- Alibaba IPO shareholders will only have “claim to profits” of the Chinese owned variable interest entities without any direct ownership of these companies.
- Investors looking at the Alibaba IPO must weigh in the risks of this complicated structure and Chinese regulations in order to arrive at an informed investment decision.
- However, this isn’t a huge risk as large investors like Yahoo and Softbank are also exposed to the same risk and most China based companies listed in the US also have this inherent risk.
Alibaba (NYSE:BABA), the Chinese online commerce and technology giant is all set to launch its IPO within the next week. While the stock will list and trade on the NYSE under the ‘BABA’ ticker, investors should give a thought to what they will eventually own and also the risks involved in the ownership. So who owns Alibaba?? And does the listing on the NYSE entitle shareholders to ownership of the Chinese properties Taobao, Tmall and the various others operated by Alibaba?
The answer as to who owns Alibaba would seem obvious at first with the answer being ‘shareholders of course.’ However the answer isn’t as simple as it seems. If you are beginning to wonder why, let’s look a bit deeper into Alibaba’s latest F-1 (amended) filing with the SEC.

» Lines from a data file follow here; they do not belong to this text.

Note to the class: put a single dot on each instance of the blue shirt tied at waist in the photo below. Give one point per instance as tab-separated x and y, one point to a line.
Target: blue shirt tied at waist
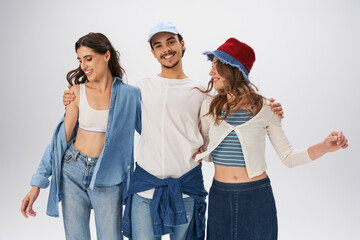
115	163
167	204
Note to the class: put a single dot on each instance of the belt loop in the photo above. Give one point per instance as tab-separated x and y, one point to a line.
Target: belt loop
75	155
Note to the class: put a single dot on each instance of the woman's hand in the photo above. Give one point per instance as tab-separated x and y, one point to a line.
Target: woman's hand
68	96
334	142
26	206
201	150
276	108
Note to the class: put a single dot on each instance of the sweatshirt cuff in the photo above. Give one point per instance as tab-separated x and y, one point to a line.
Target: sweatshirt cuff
39	181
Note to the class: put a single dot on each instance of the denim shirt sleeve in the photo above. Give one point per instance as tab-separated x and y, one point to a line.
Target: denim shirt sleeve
46	166
44	171
138	113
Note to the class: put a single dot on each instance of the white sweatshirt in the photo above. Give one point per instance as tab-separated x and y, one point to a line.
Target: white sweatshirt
170	127
252	139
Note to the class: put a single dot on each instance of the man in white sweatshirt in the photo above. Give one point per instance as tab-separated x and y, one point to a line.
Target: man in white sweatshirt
170	126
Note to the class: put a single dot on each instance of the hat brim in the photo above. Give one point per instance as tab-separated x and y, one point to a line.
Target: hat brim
227	59
153	34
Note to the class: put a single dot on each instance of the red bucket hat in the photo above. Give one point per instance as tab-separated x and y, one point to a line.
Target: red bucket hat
236	54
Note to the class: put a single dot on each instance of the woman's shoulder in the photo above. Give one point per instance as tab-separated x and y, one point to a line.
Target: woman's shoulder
129	89
207	101
76	89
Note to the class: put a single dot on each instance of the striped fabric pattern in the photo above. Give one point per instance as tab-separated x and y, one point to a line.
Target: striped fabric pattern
229	151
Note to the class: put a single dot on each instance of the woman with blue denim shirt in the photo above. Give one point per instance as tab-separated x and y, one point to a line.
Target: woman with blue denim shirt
96	165
234	124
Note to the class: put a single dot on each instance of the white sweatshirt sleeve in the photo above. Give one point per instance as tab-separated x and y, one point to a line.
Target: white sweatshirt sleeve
289	156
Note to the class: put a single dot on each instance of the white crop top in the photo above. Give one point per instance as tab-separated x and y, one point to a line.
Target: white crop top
91	119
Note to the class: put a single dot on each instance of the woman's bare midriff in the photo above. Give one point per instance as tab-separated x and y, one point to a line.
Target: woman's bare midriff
228	174
89	143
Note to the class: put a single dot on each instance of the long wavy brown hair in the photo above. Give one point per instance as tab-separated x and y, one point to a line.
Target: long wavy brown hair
239	88
100	44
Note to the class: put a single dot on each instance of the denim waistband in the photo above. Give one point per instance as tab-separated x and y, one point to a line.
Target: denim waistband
76	154
241	187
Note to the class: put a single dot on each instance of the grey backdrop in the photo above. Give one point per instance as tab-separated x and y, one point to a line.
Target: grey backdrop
307	58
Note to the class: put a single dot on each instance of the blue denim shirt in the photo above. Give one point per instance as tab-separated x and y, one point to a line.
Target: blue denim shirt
116	161
167	204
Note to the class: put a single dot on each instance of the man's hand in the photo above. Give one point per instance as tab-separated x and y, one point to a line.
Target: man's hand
201	150
276	108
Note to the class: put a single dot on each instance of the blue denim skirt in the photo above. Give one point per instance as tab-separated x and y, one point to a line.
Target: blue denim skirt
243	211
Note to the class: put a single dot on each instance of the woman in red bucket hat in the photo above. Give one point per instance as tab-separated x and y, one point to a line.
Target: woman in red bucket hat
234	124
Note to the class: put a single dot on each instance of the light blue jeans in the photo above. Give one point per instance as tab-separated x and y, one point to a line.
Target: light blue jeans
78	200
142	223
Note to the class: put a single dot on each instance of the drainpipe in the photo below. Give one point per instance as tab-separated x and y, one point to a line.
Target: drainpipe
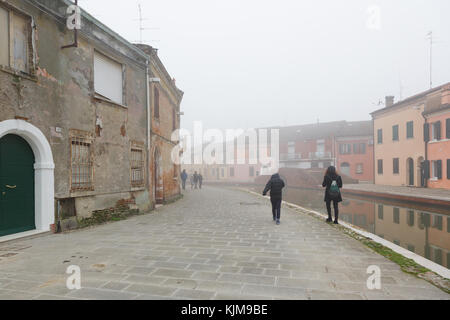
149	122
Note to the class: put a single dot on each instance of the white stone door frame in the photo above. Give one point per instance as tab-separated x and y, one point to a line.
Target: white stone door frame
43	170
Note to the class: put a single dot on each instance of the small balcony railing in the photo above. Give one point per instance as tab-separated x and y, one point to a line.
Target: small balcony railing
290	156
319	155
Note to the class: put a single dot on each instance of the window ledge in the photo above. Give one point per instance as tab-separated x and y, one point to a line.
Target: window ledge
101	99
437	141
18	73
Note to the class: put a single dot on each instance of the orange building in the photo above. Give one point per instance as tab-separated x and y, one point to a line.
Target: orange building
437	137
354	151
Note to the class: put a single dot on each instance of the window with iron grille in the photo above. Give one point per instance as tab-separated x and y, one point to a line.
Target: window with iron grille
82	165
137	168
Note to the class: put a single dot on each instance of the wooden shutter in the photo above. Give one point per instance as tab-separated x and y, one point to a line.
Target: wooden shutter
448	169
426	132
156	103
108	78
427	169
439	169
438	130
447	129
4	37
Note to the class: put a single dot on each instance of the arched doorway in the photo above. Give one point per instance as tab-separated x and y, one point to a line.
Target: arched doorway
28	144
410	172
345	169
16	186
158	183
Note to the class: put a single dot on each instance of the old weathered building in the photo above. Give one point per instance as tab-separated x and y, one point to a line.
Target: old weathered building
74	129
165	120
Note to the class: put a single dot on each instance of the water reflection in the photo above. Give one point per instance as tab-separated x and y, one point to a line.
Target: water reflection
423	232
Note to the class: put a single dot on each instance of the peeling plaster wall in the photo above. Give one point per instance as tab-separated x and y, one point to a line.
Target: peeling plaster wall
61	96
170	98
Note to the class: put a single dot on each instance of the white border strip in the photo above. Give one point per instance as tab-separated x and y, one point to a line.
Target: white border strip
440	270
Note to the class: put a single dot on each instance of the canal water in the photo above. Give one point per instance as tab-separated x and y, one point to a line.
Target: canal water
424	231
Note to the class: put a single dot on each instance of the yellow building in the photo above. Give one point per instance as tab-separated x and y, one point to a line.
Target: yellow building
400	148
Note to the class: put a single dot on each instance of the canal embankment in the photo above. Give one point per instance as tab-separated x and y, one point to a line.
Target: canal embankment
419	196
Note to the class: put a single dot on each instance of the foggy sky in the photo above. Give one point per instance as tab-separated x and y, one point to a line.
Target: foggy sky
254	63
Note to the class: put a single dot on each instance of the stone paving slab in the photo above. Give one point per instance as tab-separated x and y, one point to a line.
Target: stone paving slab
210	245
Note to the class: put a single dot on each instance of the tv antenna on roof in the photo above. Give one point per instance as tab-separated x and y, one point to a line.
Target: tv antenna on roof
141	26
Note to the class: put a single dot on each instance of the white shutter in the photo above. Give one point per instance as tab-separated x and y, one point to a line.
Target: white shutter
108	78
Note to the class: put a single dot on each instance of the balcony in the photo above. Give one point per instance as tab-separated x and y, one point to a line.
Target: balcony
319	155
290	156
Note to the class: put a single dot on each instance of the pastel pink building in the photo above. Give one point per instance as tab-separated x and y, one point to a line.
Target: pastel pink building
437	137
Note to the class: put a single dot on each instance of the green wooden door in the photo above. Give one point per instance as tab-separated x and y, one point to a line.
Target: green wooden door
16	186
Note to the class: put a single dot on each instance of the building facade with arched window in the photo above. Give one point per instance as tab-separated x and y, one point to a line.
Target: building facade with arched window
73	120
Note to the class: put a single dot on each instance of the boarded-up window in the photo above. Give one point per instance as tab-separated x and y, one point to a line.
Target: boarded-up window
4	37
20	43
82	168
137	168
108	78
14	40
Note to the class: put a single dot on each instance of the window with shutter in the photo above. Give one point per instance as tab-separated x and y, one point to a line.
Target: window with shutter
4	37
108	78
447	129
410	130
426	132
380	136
395	136
380	167
448	169
439	169
15	40
156	103
437	131
396	166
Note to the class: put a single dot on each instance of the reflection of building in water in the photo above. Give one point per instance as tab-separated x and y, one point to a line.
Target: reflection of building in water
359	213
423	233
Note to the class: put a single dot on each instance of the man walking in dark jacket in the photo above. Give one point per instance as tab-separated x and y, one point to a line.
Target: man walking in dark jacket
275	185
333	184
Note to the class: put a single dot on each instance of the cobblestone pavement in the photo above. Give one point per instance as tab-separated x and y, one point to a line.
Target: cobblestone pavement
213	244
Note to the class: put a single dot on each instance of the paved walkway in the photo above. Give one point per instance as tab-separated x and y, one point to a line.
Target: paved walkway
438	194
213	244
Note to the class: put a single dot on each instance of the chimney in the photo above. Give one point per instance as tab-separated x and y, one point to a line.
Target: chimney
389	101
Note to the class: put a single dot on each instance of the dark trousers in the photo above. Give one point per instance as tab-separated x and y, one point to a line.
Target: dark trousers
336	209
276	208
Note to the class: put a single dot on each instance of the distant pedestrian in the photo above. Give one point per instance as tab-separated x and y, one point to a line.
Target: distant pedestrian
196	180
200	180
184	179
333	184
276	186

One paragraph from Alibaba’s latest F-1 filing with the SEC throws light on the ownership structure. It states,
“Due to PRC legal restrictions on foreign ownership and investment in, among other areas, value-added telecommunications services, which include Internet content providers, or ICPs, we, similar to all other entities with foreign-incorporated holding company structures operating in our industry in China, operate our Internet businesses and other businesses in which foreign investment is restricted or prohibited in the PRC through wholly-foreign owned enterprises, majority-owned entities and variable interest entities. The relevant variable interest entities, which are 100% owned by PRC citizens or by PRC entities owned by PRC citizens, hold the ICP licenses and operate the various websites for our Internet businesses. Specifically, our material variable interest entities are majority-owned by Jack Ma, our lead founder, executive chairman and one of our principal shareholders, and minority-owned by Simon Xie, one of our founders and a vice president on our China investment team where he works on projects related to our China acquisition and investment activities. These contractual arrangements collectively enable us to exercise effective control over, and realize substantially all of the economic risks and benefits arising from, the variable interest entities. See “Our History and Corporate Structure — Contractual Arrangements among Our Wholly-foreign Owned Enterprises, Variable Interest Entities and the Variable Interest Entity Equity Holders.” The contractual arrangements may not be as effective in providing operational control as direct ownership. See “Risk Factors — Risks Related to Our Corporate Structure.”
The conclusion is that Jack Ma and Simon Xie own the majority share of all the Alibaba operated properties and will continue to do so post the Alibaba IPO, in-line with mandates of the PRC (People’s Republic of China). So what will shareholders who buy Alibaba stock eventually own post IPO? Let’s look into Alibaba group’s corporate structure which is displayed below.
Alibaba Corporate structure
Source: Alibaba F-1 filing
Alibaba’s corporate structure is based on a combination of Variable interest entities, wholly foreign owned enterprises, and 100% owned intermediate holding companies, which use equity interests and Contractual obligations to operate within the PRC mandates.
The Chinese online operating properties, which operate as variable interest entities (VIE), are entirely owned by Jack Ma and Simon Xie, two Chinese nationals. These Chinese companies have simultaneously entered into agreements with wholly foreign owned subsidiaries (WFOS). The WFOS are owned by Cayman Islands based Alibaba group holding limited through intermediate holding companies or direct shareholding. The contractual agreements between the Chinese companies (VIE) and the WFOS ensure that almost all of the VIE profits are passed on to the WFOS which in turn go to Cayman based Alibaba group holding limited, which will be listed on the NYSE.
The shareholders post Alibaba IPO will, therefore, have access to the profits generated by the Chinese operating company but will have no direct ownership over the Chinese based operating companies. This is a structure which has been created to operate within the Chinese regulations and any changes in these regulations could directly impact the shareholders of Alibaba group. It is better that Shareholders running for a stake in the upcoming Alibaba IPO know what they will own and consider these risks in which come along with this complicated structure. However this isn’t something which should be a cause for alarm, as large institutional investors like Yahoo and Softbank are also exposed to this risk and this is also an inherent risk in every other Chinese company listed in the US. It is only a risk investors need to understand and factor into their investment decisions.